在我更改任何内容之前,我会要求 SQL Server 对每个缓慢的查询进行 EXPLAIN PLAN,并使用该信息来准确查看应该更改的内容。 不要猜测,因为标准化专家告诉过你。 获取数据来支持您正在做的事情。 您所做的听起来像是在不进行分析的情况下优化中间层代码。 直觉并不是很准确。
"...So i'm tweaking the schema and queries to help speed some things up..." - I would beg to differ about this. It seems that you're slowing things down. (Just kidding.)
I like the Database Programmer blog. He has two columns for and against normalization that you might find helpful:
I'm not a DBA, but I think the evidence is in front of your eyes: Performance is worse. I don't see what splitting these 1:1 relationships into separate tables is buying you, but I'll be happy to take instruction.

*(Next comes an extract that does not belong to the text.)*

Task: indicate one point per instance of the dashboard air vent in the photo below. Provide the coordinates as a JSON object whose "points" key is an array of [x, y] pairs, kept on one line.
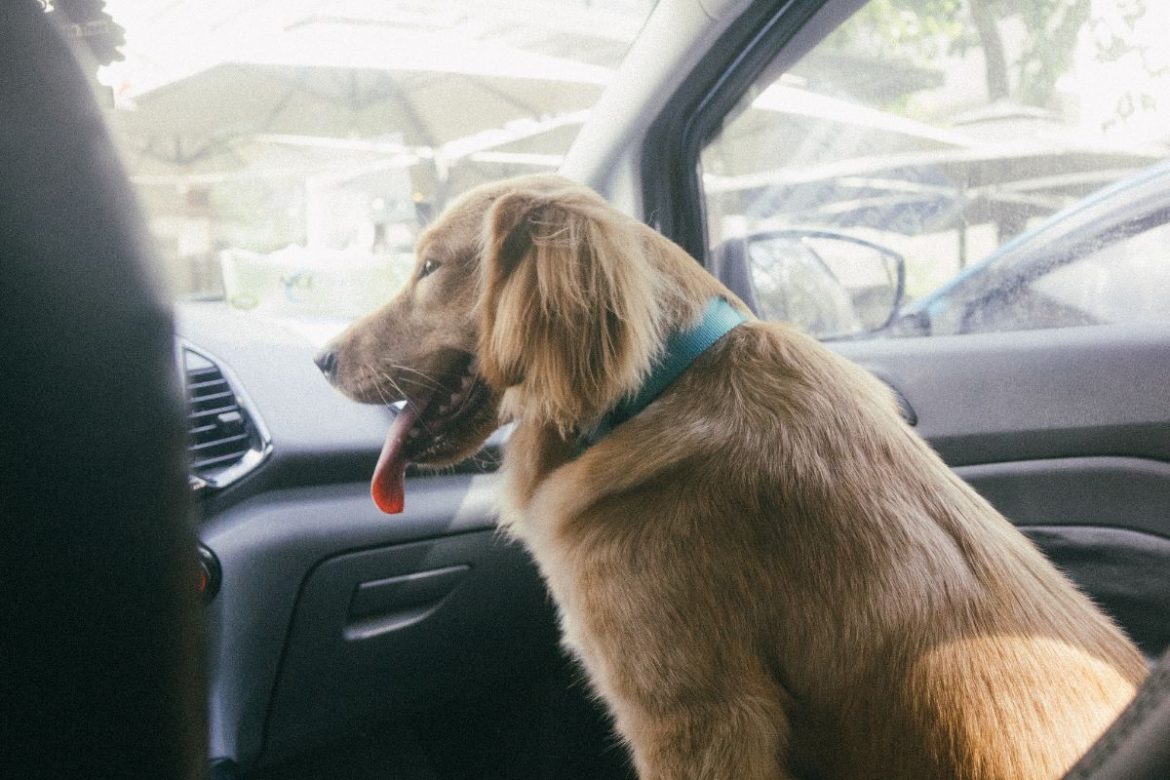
{"points": [[225, 440]]}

Before I changed anything, I'd ask SQL Server to EXPLAIN PLAN on every query that was slow and use that information to see exactly what should be changed. Don't guess because a normalization guru told you so. Get the data to back up what you're doing. What you're doing sounds like optimizing middle tier code without profiling. Gut feelings aren't very accurate.
我遇到了同样的问题:表现与学术卓越。 我们有一个包含 300 列和 91000 条记录的客户数据库的大视图。 我们使用外连接来创建视图,但性能非常糟糕。 我们考虑更改为内连接,方法是在我们连接的列上放入值为零(而不是 null)的虚拟记录,以在视图上启用唯一索引。
我必须同意,如果性能很重要,有时就必须做一些奇怪的事情才能实现它。 最终那些为我们付账的人并不关心架构是否完美。
im running into the same issue of performance vs academic excellence. we have a large view on a customer database with 300 columns and 91000 records. we use outer joins to create the view and the performance is pretty bad. we have considered changing to inner joins by putting in the dummy records with a value of zero on the columns we join on (instead of null) to enable a unique index on the view.
i have to agree that if performance is important, sometimes strange things have to be done to make it happen. ultimately those who pay our bills don't care if the architecture is perfect.